De l'interdit des interstices (part 2)

crack_in_life_by_pozdnyakoff


(Première partie)


C'est cette dernière règle que Francis a enfreint avec Caroline. Elle devait être son plus bel ouvrage. Pensez, un mariage inébranlé depuis quinze ans, l'amour fou, sans une once de lassitude, sans doute ni remise en cause. A l'en croire. Et s'il est bien une chose que Francis a appris, c'est de ne pas croire une femme proclamant le bonheur de son couple, si rayonnante soit-elle dans sa confession, si radieuse soit-elle de son amour intact alors que ses jolies lèvres s'arrondissent pour siroter son cappuccino. La faille existe, invariablement, il ne s'agit que de la trouver.
Ils devaient partir sur le même avion, elle était seule à une table en attendant l'embarquement, il a immédiatement repéré l'alliance, et déduit de la lecture d'un best-seller d'aéroport qu'elle voyageait non accompagnée. Il s'est donc invité, sous un prétexte futile, elle l'a accueilli d'un grand sourire. Les dents du pied de biche étaient insérées.

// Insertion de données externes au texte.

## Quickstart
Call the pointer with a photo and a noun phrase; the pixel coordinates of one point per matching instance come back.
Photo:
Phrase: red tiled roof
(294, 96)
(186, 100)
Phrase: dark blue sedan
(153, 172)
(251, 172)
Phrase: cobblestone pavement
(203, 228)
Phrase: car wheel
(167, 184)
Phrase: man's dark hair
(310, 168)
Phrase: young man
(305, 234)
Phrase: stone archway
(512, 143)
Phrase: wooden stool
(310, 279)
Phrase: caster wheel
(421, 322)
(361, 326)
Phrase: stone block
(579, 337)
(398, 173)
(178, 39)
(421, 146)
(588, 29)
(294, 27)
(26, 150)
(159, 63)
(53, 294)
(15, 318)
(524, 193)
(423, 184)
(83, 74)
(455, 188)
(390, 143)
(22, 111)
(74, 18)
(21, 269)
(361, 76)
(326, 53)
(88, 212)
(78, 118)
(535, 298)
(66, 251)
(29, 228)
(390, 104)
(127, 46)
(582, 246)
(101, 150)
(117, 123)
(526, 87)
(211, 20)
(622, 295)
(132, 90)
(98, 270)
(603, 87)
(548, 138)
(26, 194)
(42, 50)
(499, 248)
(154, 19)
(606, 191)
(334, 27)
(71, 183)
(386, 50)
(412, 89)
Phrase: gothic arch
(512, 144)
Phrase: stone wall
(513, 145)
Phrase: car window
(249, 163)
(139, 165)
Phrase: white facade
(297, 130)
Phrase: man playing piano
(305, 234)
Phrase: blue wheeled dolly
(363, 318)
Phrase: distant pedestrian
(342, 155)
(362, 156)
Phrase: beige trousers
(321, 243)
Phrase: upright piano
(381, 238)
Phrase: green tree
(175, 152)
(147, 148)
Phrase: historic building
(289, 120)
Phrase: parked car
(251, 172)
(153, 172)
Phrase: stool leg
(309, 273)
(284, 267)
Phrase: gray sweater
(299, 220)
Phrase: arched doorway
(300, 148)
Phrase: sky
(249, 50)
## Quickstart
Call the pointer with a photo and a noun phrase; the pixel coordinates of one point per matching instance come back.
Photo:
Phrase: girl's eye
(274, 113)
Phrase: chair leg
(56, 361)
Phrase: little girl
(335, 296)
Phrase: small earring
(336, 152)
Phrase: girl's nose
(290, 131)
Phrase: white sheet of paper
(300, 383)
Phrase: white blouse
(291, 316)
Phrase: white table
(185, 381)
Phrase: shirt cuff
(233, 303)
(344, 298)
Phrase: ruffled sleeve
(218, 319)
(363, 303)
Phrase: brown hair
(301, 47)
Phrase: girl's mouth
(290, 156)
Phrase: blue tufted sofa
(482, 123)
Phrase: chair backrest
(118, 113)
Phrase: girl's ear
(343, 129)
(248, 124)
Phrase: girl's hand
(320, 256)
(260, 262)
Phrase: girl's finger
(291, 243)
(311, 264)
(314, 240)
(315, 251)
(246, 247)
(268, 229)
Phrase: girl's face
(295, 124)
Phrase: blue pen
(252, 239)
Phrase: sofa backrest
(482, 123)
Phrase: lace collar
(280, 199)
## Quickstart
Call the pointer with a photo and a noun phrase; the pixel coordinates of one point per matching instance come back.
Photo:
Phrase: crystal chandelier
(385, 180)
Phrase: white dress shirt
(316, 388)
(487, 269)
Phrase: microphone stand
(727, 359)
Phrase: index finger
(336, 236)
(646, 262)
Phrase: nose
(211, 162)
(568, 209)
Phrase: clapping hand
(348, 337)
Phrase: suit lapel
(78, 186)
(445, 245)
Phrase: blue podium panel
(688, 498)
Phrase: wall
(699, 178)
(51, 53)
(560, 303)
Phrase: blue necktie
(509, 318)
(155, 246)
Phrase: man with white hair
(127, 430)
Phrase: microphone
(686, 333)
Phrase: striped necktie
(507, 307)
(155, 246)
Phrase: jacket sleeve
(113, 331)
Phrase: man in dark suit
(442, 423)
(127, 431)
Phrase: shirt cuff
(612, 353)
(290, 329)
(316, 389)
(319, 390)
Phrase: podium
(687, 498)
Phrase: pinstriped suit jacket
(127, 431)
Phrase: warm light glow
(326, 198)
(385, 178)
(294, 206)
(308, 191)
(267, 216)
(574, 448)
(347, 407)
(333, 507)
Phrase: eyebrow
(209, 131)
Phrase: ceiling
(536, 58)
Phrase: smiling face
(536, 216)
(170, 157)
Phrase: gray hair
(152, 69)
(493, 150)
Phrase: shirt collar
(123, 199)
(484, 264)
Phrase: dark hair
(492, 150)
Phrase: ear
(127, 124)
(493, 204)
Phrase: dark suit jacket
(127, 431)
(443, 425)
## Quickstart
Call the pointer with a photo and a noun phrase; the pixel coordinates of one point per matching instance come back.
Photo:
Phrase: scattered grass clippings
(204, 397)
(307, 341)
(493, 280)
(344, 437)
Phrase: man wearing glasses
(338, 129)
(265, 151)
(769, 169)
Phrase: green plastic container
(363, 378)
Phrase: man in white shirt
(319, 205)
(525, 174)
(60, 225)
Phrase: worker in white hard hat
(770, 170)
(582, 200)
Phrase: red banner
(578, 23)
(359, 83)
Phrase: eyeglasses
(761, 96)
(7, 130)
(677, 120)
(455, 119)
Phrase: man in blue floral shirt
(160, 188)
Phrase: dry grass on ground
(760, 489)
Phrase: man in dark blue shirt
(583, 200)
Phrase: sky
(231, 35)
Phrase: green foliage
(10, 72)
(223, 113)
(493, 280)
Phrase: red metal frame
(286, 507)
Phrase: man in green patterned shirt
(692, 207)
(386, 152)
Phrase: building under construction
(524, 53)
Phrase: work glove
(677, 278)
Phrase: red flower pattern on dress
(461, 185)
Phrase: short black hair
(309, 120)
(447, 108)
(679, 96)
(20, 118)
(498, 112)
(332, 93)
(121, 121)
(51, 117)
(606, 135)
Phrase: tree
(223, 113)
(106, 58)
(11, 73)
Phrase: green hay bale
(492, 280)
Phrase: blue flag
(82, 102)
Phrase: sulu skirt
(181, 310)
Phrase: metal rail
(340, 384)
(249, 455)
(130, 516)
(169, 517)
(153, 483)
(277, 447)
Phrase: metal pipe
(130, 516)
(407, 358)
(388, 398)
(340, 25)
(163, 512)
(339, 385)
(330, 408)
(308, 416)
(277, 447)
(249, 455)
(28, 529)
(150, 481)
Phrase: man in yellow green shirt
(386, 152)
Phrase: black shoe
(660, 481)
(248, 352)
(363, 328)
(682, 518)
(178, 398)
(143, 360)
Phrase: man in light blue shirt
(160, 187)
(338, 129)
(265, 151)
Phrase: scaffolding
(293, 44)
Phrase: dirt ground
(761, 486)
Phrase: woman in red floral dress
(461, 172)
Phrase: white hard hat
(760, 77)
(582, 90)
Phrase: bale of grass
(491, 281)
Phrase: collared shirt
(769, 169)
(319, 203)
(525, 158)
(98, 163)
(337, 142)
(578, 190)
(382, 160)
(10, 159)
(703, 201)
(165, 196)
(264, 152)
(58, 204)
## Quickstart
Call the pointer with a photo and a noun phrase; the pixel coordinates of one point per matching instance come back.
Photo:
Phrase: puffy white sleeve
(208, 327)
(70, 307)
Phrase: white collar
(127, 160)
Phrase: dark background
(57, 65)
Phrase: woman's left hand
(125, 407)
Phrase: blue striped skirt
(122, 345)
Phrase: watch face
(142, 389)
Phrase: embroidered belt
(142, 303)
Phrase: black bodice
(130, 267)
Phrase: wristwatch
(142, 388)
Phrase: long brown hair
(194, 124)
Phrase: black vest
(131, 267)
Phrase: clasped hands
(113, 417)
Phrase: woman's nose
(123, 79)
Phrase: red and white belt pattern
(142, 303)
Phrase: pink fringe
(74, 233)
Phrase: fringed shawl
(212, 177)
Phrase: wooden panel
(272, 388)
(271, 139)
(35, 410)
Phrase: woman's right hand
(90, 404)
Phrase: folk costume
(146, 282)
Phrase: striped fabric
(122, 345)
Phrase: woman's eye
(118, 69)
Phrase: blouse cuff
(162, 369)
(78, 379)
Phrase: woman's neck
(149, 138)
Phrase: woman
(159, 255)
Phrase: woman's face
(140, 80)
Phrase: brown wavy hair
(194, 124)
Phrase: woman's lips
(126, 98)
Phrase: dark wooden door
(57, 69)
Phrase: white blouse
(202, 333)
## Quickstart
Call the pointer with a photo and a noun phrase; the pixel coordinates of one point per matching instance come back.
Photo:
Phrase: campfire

Son charme naturel aidant, elle convenait au moment de rejoindre l'avion de la nécessité de trouver à s'asseoir côte à côte pour poursuivre leur délicieuse conversation. Par chance le vol était singulièrement vide, ils n'eurent aucune difficulté, et Francis sentit qu'il s'agissait là d'un encouragement, vraisemblablement divin à ce niveau.
Les douze heures de vol passèrent dans un songe. Elle était belle, intelligente, cultivée, riait facilement, et surtout, elle était ravie de rencontrer un compatriote avec lequel égayer son séjour asiatique. Francis était aux anges, rarement affaire s'était présentée aussi bien.
Elle était en voyage d'affaire, une représentation pour sa société dans un conseil d'administration chinois, tous frais payés, suite comprise. Ils la découvrirent ensemble, une longue douche sensuelle pour se remettre de la fatigue du voyage, un peu de gymnastique sur les meubles laqués pour se remettre en jambes, et de brutales étreintes pour apprécier la qualité du matelas italien. Intérieurement, Francis exultait de voir ainsi confirmée sa théorie, la fougue de Caroline confirmant comme son idylle n'était pas si merveilleuse. Sa sauvagerie plaidait même pour l'abandon le plus total.
Elle devait rester quatre jours, il était à Hong-Kong pour une semaine de tourisme, le temps de se faire oublier d'une précédente affaire trop sensible pour ne pas s'attacher et trop mariée à un policier belliqueux pour ne pas avoir les moyens de le retrouver. Ils passèrent ensemble les nombreuses heures de liberté dont elle disposait. Les matelas italiens sont si confortables. Si souples.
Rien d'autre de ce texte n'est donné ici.